Era um tempo em que ser preso era um risco iminente presente nas atividades políticas mais simples: um discurso numa porta de fábrica, a participação numa greve, a propaganda política com pichações e afixação de faixas e cartazes nas madrugadas adentro. Tudo poderia ser motivo para tomar um ‘chá de banco’ em alguma delegacia ou passar umas boas horas preso até que viesse o ‘socorro jurídico’.

Lembro-me de certa feita quando colávamos cartazes divulgando o Congresso da União Brasileira dos Estudantes Secundaristas (UBES). Fomos surpreendidos, abordados por policiais militares e literalmente jogados no desconforto do compartimento da viatura. Nossa liderança, aproveitando-se da escuridão e da topografia da área e talvez por ser mais experiente, fugiu. Assustados como crianças diante do inusitado, espremidos naquele pequeno espaço do veículo, preocupávamos com o que poderia acontecer. Um amigo, mais fervoroso na fé que os demais, começou a rezar. Outro, tenso, falava sem parar. Irritado, o policial deu-lhe um tapa no rosto. Afora a tortura talvez nada seja mais truculento e afronte a dignidade humana do que sofrer uma agressão deste tipo. Embora, o desprezo a outrem constitua uma forma potencialmente agressiva.

Fomos levados à delegacia. O delegado de plantão se divertiu muito com aqueles fedelhos metidos a revolucionários: fez cara e jeito de durão, ameaçou, aterrorizou. Só queria dar uma ‘lição’: após um bom tempo ali, sem contar com qualquer ajuda externa, a autoridade nos liberou – desde que um dos nossos pais comparecesse à delegacia. Não lembro como; só sei que a certa hora da madrugada o pai de alguém chegou e fomos libertados. Nunca tocamos no assunto do ‘tapa na cara’ com o nosso companheiro. Mas isto deve tê-lo marcado, como a todos nós.

Éramos jovens sonhadores que pensavam mudar o mundo. Nem tínhamos a exata noção do que realmente era o movimento estudantil, suas tendências políticas, suas táticas e estratégias diferenciadas, a luta pelo poder. Não sabíamos o quanto éramos manipulados por nossas supostas lideranças, preocupadas na verdade em tomar o poder e o controle da direção das entidades estudantis. Em nossa quase santa ingenuidade, não tínhamos a dimensão da complexidade da política. Tínhamos apenas a certeza de que era preciso fazer alguma coisa e que pensávamos que fazíamos a coisa certa.

Que fizemos a nossa geração? Que fizeram dos nossos sonhos? Onde andarão aqueles fedelhos que o tempo transformou em homens e mulheres responsáveis e adaptados? Alguns se tornaram líderes, outros seguidores; há os que foram bem-sucedidos profissionalmente, outros nem tanto. Não sei dos outros, mas aprendi a desconfiar dos líderes, dos que precisam de discípulos a segui-los como mariposas em torno da luz – aliás, até se consideram “iluminados”. Compreendo os que necessitam de autoridades para seguir, mas prefiro os que investem na autonomia e na dúvida permanente. Se eu pudesse aconselhar os jovens de hoje, diria: Duvide de tudo, de todos e até mesmo das suas certezas, por mais absolutas que pareçam!

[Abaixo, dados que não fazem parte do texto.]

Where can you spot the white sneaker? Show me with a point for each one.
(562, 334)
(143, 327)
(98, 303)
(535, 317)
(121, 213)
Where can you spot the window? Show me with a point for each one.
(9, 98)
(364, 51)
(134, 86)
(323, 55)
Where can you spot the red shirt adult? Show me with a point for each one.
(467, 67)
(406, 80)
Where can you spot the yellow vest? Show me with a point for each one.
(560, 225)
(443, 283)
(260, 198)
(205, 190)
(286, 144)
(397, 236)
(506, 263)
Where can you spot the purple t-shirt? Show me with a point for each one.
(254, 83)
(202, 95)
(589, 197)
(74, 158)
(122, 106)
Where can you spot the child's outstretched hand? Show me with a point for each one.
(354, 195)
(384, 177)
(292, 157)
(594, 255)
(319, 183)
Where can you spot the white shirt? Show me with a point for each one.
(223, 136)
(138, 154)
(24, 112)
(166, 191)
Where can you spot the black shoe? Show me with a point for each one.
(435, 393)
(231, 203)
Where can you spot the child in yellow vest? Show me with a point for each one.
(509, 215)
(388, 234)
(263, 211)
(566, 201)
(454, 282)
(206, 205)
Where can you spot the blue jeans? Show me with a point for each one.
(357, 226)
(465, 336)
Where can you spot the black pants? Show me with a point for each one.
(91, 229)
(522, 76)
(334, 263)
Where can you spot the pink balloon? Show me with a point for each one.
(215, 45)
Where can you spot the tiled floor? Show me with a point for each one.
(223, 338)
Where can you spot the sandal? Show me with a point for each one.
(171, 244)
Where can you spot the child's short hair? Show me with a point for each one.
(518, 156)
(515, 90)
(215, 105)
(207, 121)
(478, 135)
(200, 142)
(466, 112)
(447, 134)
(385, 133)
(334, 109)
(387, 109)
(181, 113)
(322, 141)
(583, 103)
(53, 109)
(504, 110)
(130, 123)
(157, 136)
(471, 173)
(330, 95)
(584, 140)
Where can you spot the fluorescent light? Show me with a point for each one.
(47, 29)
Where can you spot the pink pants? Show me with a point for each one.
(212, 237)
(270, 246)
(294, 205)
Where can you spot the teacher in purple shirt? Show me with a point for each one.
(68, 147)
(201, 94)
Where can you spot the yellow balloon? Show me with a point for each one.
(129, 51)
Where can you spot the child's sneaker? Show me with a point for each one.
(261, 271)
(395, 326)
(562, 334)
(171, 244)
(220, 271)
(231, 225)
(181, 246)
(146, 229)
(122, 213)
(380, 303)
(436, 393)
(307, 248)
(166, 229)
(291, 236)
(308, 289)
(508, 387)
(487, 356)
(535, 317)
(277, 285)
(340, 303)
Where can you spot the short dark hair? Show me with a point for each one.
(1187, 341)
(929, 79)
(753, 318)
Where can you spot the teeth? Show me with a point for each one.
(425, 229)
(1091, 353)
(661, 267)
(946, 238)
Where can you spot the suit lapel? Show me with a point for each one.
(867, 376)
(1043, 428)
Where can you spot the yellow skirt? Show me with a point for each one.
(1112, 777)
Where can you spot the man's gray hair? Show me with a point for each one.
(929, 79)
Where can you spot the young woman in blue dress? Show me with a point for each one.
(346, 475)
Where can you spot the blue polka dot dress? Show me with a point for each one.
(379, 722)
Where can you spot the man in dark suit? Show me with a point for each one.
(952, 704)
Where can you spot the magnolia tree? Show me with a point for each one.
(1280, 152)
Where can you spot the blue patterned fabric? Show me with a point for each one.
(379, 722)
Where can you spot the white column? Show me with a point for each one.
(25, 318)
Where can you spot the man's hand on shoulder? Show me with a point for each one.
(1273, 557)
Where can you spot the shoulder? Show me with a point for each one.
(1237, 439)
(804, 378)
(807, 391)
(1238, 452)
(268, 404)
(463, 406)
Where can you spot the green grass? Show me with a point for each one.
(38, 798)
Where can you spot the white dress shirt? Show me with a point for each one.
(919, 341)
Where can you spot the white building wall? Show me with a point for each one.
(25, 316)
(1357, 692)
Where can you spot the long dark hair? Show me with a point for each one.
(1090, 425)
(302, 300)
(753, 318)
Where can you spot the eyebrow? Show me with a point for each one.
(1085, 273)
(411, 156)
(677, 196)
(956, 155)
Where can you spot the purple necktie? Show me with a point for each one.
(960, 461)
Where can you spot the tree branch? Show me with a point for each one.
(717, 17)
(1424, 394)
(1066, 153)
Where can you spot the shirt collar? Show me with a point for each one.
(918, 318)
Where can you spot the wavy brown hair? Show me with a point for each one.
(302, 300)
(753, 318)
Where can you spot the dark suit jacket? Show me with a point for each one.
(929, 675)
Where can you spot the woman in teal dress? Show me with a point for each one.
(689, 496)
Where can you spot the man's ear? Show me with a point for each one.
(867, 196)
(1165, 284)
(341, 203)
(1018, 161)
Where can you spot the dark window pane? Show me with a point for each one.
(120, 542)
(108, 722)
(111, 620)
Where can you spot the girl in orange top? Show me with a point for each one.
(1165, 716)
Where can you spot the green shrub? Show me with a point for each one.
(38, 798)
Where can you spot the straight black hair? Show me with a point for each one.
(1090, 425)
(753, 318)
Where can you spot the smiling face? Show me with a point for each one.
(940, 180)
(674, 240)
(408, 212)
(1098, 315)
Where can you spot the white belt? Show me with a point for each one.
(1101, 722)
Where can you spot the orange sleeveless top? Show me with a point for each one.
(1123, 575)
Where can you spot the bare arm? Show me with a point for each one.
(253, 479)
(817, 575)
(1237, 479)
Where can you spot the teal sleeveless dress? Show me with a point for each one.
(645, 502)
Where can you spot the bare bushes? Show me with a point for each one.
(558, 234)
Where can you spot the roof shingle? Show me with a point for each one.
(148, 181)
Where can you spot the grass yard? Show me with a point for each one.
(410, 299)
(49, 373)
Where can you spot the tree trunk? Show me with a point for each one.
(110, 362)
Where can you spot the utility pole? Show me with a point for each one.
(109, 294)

9 comentários sobre “Reminiscências

  1. Eduardo Meksenas é visceralmente cruel que tenhamos de deixar o magistério, ainda que verdadeiramente vocacionados e ter do que se arrepender tanto, não pelo ato em si, mais pela pratica da decisão consumada na alma, que faz doer tanto… Todavia ,este é o país no qual vivemos, sobrevivemos e insistimos em amar tanto. Deixei o magistério, há muito troquei a sala de aula pelos tribunais, mas tenho a saudade como companheira.Creio que a saudade é aquele sentimento que funciona como um pavio, ele é aceso no momento do encontro e queima durante a vida inteira, deixando seu rastro de luz e brilho intenso, só se apaga quando se resvala no esquecimento.O mais doloroso estado de existência é relembrar o futuro. Particularmente aquele que você nunca pode ter.(Soren Kierkegaard)Um abraçoSônia sonia-terra@bol.com.br

  2. Boa,Roberto Vital Anau.É isso.Nossa coerência com as convicções e ideais – somada à nossa experiência de vida e instrução intelectual – deve ser empregada para suscitar o surgimento de novos líderes. Autênticos. Engajados. Honestos. Democráticos. Clarividentes. Empolgantes.A prática do magistério como vocação é atividade privilegiada para a emancipação cultural e política da juventude.É por isso que admiro você, o Antonio, e tantos outros que escolheram uma prática libertária como meio de vida, enquanto sinto uma ponta de frustração por não ter prosseguido na carreira docente.Um abraço.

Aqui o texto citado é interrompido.